Alternatively, lite algorithms are often adopted to build a practical high-throughput traffic sign detection system because of two reasons. First, portable platforms for real-time applications are usually constrained by cost and energy, and have limited computational power. Second, for large-scale offline databases, the huge amount of data prevents us from applying complex algorithms to get the results of interest in a timely manner. Therefore, simple algorithms such as cascade classifiers are often the preferred choice in order to achieve high detection accuracy with affordable computational cost. Recently, great efforts have been made to design hardware accelerators to facilitate fast traffic sign detection. These accelerators have been implemented with various hardware platforms, including FPGA, digital signal processor, system-on-chip (SoC), CPU, graphics processing unit (GPU) [19], [20], and so on. A them, FPGA generally offers a flexible solution due to its reconfigurability in both high-level system architecture and lowlevel circuit implementation and, hence, has been adopted by many industrial applications.

Disadvantages:

  • Speed is low
  • Resource utilization is low

Proposed System:

We propose an FPGA-based accelerator for traffic sign detection using cascade classifiers. To efficiently utilize the hardware resources and maximize the detection speed, we propose several novel ideas and heuristics.

1) Rearranged Numerical Operations:For high-throughput image processing, the need to access a huge amount of data poses enormous challenges on memory bandwidth. To address this issue, we propose a feature extraction scheme with rearranged numerical operations in order to reduce the amount of memory access. In addition, the proposed approach greatly reduces the overall computational cost by combining similar numerical operations together.

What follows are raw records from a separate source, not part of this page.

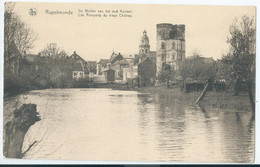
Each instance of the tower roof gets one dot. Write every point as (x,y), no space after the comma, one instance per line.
(144,39)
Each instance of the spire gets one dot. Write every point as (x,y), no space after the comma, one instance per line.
(145,33)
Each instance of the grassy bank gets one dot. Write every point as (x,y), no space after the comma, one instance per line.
(224,100)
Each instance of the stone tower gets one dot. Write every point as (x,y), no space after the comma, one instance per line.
(170,45)
(144,47)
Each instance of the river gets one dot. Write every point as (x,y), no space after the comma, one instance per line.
(104,124)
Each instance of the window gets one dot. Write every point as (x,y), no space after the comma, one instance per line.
(173,45)
(162,45)
(173,56)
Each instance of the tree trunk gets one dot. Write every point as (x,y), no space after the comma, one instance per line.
(202,93)
(250,94)
(15,130)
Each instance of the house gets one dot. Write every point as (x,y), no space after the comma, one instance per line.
(92,67)
(106,64)
(109,75)
(118,68)
(142,72)
(103,65)
(170,45)
(80,68)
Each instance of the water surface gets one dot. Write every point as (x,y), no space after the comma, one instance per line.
(104,124)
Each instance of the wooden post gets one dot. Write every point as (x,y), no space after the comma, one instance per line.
(202,93)
(15,130)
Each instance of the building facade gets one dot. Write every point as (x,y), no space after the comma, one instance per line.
(170,45)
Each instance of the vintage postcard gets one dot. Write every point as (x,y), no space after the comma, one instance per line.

2) Shared Image Storage:With limited on-chip static random access memory (SRAM), it is difficult, if not impossible, to transfer and store a large amount of image data within on-chip SRAM. To address this challenge, we propose a novel buffer architecture which takes advantage of overlapped pixels between successive image blocks and stores them in a compact form. As a result, it substantially reduces the amount of data for both on-chip communication and storage.

3) Adaptive Workload Distribution:When the cascade classifiers are applied, the number of image blocks that pass each classifier is highly random and varies substantially both spatially and temporally, resulting in significant workload variations. To appropriately handle such large variability, we develop a novel parallel architecture with adaptive workload distribution. It dynamically balances the workload a different parallel processing units to achieve high resource utilization.

4) Fast Image Block Integration: For a high-definition image, the detecting results from millions of small image blocks must be combined, resulting in expensive computational cost. To reduce the computational complexity, we propose an efficient bit array to store the detection results of image blocks and a novel iterative filter with highly parallelized architecture in this paper.

Overall System Architecture:

As shown in Fig. 1, the proposed system is composed of four major components: a detection accelerator, a CPU, a direct memory access (DMA), and an external dynamic random-access memory (DRAM). The detection accelerator, CPU, and DMA are all on a Xilinx SoC chip and they are connected to each other. A C-based embedded program is implemented on the CPU to configure and control other hardware components. Because the accelerator is designed with easy-to-use control instructions, the controlling code running on CPU is relatively simple, including less than 300 lines. Under the command of the CPU, DMA transfers video frames from DRAM to thedetection accelerator, where cascade classifiers are applied for traffic sign detection. As will be demonstrated by the evaluation results in Section V, three stages of cascade classifiers can already offer sufficiently high detection accuracy in our experiment.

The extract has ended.